Prominent trans advocate and Columbia College Chicago alum Precious Brady-Davis ’13, who graduated from Columbia College with an Interdisciplinary BA in Theatre and Liberal Education, has written a memoir, I Have Always Been Me, which is being published July 1, 2021. To order the book on Amazon, click here.
The book is being published by Topple Books, an imprint of Amazon Publishing. Topple’s editor is former Columbia College film and video program student Joey Soloway, Emmy Award-winning creator of the Amazon television series Transparent. Topple specializes in works by women of color as well as writers who identify as queer and/or gender nonconforming.

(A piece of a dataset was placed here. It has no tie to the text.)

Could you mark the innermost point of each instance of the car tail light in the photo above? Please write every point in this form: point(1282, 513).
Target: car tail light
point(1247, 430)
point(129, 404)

Brady-Davis — who came to Chicago from Lincoln, Nebraska, to study at the Columbia College Chicago Theatre Department — writes about releasing the past and living the dream in her autobiography, reflecting on a childhood of neglect, instability, and abandonment and sharing her profound journey as a trans woman now fully actualized, absolutely confident, and precious. In the book, she speaks to anyone who has ever tried to find their place in this world and imparts the wisdom that comes with surmounting odds and celebrating on the other side. Brady-Davis and her book are featured as part of the inaugural year of the Chicago Reader Book Club in September 2021.
The Chicago Tribune praised the book as “a blunt, often revealing memoir” that’s “sure to be a summer breakout.”
Brady-Davis, who currently serves as the associate regional communications director at the Sierra Club, served for three years as the assistant director of diversity recruitment initiatives at Columbia College Chicago, implementing the campus-wide diversity initiative and providing leadership and oversight of national diversity recruitment and inclusion policy initiatives. She also served as the youth outreach coordinator at the Center on Halsted in Chicago, the largest LGBTQ community center in the Midwest. During her tenure there, she launched a $1.6 million CDC HIV prevention grant, which provided outreach, education, youth programming, and testing services to more than 3,000 young African American and Latinx gay, bi, and trans youth. Brady-Davis and her husband, Myles Brady, live in Chicago’s Hyde Park neighborhood on the South Side of Chicago, where they are raising their daughter, Zayn. The couple were profiled in a 2015 RedEye article, “Finding Acceptance, Love: A Chicago Transgender Couple’s Story.”